Sudo mv libcrypto.1.0.0.dylib /Applications/.app/Contents/Frameworks/airhost.app/Contents/Frameworks/Īfter placing it in the proper location let's run some quick tests. This will create our newly re-exported libcrypto.1.0.0.dylib in the same directory as our libcrypto.1.0.1.dylib, all thats left is moving this newly created hijack dylib to the target hijack path: Python createHijacker.py libcrypto.1.0.1.dylib "/usr/local/Cellar/openssl/1.0.2r/lib/libcrypto.1.0.0.dylib"

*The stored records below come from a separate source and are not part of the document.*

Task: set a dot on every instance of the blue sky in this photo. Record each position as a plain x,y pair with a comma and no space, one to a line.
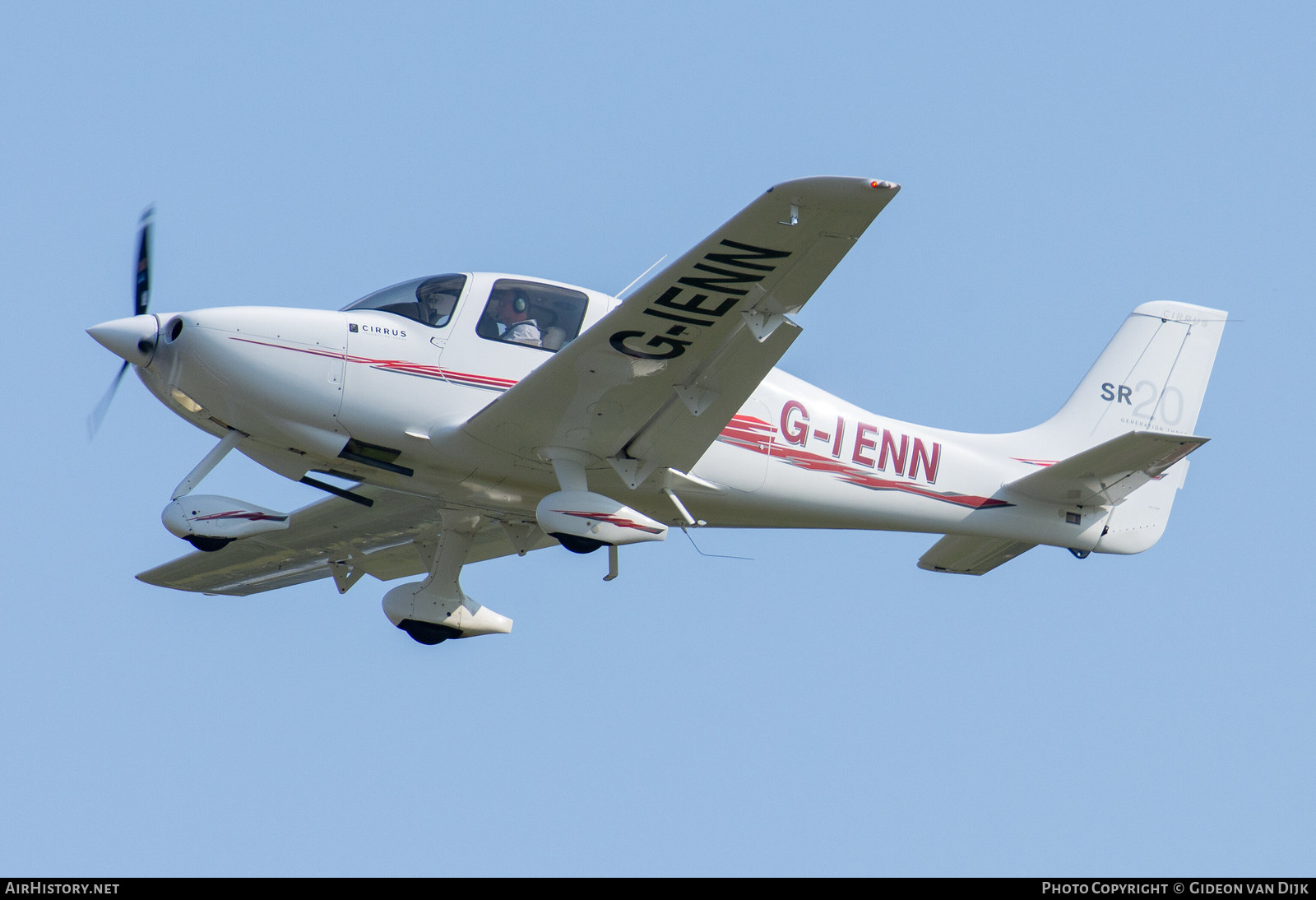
824,708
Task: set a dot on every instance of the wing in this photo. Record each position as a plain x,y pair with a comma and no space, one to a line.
657,379
332,537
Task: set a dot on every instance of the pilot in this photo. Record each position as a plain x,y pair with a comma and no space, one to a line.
512,311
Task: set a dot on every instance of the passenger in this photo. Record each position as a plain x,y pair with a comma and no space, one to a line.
512,311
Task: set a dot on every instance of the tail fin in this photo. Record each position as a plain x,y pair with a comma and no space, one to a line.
1152,377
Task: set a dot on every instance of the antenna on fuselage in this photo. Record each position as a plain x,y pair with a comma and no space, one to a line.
618,295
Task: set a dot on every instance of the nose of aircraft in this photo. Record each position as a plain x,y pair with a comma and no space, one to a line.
132,338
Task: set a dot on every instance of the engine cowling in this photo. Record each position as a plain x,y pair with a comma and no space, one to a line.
583,522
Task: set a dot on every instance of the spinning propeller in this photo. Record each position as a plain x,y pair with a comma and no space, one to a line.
132,338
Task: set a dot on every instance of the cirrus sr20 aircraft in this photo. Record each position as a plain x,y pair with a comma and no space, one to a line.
469,416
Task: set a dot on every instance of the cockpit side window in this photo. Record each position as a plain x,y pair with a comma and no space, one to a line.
533,315
425,300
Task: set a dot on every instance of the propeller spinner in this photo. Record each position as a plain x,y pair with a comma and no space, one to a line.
132,338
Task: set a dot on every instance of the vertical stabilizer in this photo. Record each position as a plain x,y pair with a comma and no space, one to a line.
1152,377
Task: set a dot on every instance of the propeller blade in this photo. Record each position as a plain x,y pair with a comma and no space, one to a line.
144,262
98,415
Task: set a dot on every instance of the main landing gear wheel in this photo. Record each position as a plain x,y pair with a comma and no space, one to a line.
577,544
428,633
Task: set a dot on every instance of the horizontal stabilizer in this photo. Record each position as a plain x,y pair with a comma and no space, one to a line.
1105,474
971,555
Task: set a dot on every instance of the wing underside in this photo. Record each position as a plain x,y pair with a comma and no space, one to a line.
322,537
656,381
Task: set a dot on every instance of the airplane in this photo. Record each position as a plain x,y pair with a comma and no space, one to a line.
467,416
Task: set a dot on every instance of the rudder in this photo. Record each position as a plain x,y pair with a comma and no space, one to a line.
1152,377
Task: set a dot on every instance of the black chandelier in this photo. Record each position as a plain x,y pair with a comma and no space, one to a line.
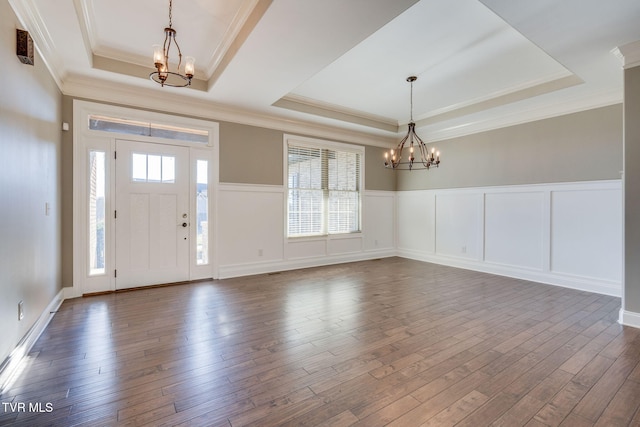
162,75
394,158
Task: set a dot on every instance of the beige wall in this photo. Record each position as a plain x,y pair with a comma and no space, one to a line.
583,146
376,176
30,240
250,155
632,190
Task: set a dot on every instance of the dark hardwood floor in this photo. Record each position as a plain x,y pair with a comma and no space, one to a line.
388,342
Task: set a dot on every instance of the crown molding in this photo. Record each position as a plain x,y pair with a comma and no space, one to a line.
242,25
306,105
84,11
628,54
30,19
521,116
155,99
503,98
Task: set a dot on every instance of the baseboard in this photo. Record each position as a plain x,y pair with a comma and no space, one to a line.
12,364
580,283
629,318
248,269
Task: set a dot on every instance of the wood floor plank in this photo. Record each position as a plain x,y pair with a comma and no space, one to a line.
384,342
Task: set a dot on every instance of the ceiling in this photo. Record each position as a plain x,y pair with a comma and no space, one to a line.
480,64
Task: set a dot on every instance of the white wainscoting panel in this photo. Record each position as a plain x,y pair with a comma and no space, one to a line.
252,238
514,229
416,215
302,248
586,236
251,226
378,220
345,245
566,234
459,224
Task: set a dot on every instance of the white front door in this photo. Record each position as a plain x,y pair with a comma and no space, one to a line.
152,214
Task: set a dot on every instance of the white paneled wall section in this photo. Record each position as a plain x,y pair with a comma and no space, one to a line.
252,238
567,234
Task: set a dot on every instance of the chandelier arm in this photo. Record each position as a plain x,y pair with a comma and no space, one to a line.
166,47
399,150
179,52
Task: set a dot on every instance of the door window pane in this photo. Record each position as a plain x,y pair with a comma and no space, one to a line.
97,185
202,212
153,168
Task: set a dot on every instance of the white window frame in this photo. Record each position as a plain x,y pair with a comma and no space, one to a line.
315,143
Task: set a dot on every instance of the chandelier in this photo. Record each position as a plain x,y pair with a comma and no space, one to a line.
393,159
162,75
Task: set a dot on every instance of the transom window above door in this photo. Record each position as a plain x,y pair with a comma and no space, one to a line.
153,168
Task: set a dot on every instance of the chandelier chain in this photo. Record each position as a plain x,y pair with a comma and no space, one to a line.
170,13
411,113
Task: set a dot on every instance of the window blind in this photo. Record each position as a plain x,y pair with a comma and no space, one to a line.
323,191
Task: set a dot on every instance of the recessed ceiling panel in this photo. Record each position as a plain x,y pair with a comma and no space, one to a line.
461,52
126,30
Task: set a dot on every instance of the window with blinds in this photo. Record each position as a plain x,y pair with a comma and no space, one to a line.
323,190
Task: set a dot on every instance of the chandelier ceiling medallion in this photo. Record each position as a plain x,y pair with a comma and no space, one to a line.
393,159
162,75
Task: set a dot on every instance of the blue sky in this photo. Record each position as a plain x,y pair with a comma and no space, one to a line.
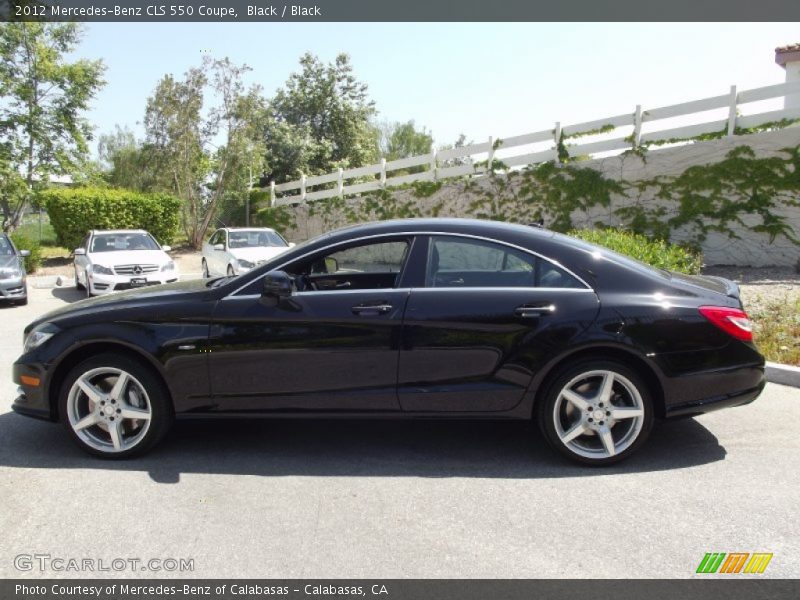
480,79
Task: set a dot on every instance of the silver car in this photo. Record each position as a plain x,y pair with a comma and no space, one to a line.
13,286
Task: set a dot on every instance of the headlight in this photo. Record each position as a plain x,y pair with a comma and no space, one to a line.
101,270
39,335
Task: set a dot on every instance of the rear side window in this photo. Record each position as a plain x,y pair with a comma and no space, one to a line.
461,262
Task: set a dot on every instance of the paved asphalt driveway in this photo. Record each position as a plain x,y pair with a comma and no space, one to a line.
396,499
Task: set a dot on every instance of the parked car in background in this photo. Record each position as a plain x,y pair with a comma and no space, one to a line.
109,261
13,285
419,318
236,250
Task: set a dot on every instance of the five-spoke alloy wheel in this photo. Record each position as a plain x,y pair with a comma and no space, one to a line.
596,412
114,407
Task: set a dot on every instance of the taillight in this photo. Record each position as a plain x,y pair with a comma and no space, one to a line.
732,321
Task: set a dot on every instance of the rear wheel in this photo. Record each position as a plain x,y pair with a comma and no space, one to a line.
114,407
596,412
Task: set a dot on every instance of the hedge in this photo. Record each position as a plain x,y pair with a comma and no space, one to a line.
23,242
74,211
654,252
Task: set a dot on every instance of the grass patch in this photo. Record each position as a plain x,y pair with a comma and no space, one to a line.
777,330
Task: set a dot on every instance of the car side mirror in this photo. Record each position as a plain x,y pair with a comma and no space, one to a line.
278,284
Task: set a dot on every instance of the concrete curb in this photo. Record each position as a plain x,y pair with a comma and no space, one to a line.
783,374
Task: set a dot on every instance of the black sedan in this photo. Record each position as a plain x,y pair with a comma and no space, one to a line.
413,318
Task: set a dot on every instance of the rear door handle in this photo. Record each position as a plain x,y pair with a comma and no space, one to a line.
530,311
380,309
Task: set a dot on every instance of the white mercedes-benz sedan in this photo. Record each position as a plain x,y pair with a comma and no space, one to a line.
236,250
108,261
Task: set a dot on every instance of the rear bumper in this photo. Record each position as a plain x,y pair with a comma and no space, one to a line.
725,400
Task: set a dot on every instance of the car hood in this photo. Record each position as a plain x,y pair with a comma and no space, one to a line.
129,257
256,255
180,291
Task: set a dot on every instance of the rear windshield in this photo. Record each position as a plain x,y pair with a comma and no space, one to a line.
625,261
255,239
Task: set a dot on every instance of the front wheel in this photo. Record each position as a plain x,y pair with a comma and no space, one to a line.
596,412
114,407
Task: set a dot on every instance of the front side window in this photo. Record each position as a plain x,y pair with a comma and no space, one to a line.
462,262
371,266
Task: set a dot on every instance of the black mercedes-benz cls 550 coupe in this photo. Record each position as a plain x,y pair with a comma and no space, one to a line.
450,318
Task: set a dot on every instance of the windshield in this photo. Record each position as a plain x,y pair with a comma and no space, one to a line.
255,239
111,242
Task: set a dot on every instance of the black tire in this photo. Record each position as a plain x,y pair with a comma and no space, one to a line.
629,391
157,400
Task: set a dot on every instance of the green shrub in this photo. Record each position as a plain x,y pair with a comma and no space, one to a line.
23,242
657,253
74,211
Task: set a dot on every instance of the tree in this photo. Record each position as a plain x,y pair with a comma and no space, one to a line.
182,141
401,140
43,96
319,120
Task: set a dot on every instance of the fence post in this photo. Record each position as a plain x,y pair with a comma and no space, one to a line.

#Dylib hijack scanner update
This will fix the versions in our hijacker dylib and uses install_name_tool to update the linker with our new library paths: Next we run Patrick Wardle's CreateHijacker.py script on our new hijacker dylib and the dylib we are proxying. Gcc -dynamiclib hijacker.c -o libcrypto.1.0.1.dylib -Wl,-reexplort_library,"/usr/local/Cellar/openssl/1.0.2r/lib/libcrypto.1.0.0.dylib" We can craft the template dylib like so, starting with compiling EvilBit's PoC code, and targeting openssl's libcrypto for the symbol re-exporting, which is what proxies our function calls for us: Granted, you need root permissions to write to this location, so there is no exploitation of privileges, just a sneaky way to persist for attackers. When it does this it references the openssl libcrypto dylib via an making it vulnerable to dylib hijacking. I found it in this helper app of zoom called Airhost which uses airplay to screenshare on the local network. I ended up finding a dylib hijack point in one of the macOS features of Zoom, but I don't really consider this a vulnerability of Zoom as it requires root permissions and it's a feature of dynamic linking. In my example below I'm largely going off of Csaba's writeup (theevilbit) because I found it really clear and concise. But I couldn't complete this post without finding a vulnerable example and practicing this persistence technique myself. This technique has also been incorporated as a post exploitation module in the empire framework for awhile now, if your looking for a fully fledged attacker framework with this capability. You will likely want a command line option if you plan to run this on a victim, although I recommend collecting their installed applications and searching for the vuln on a local research machine.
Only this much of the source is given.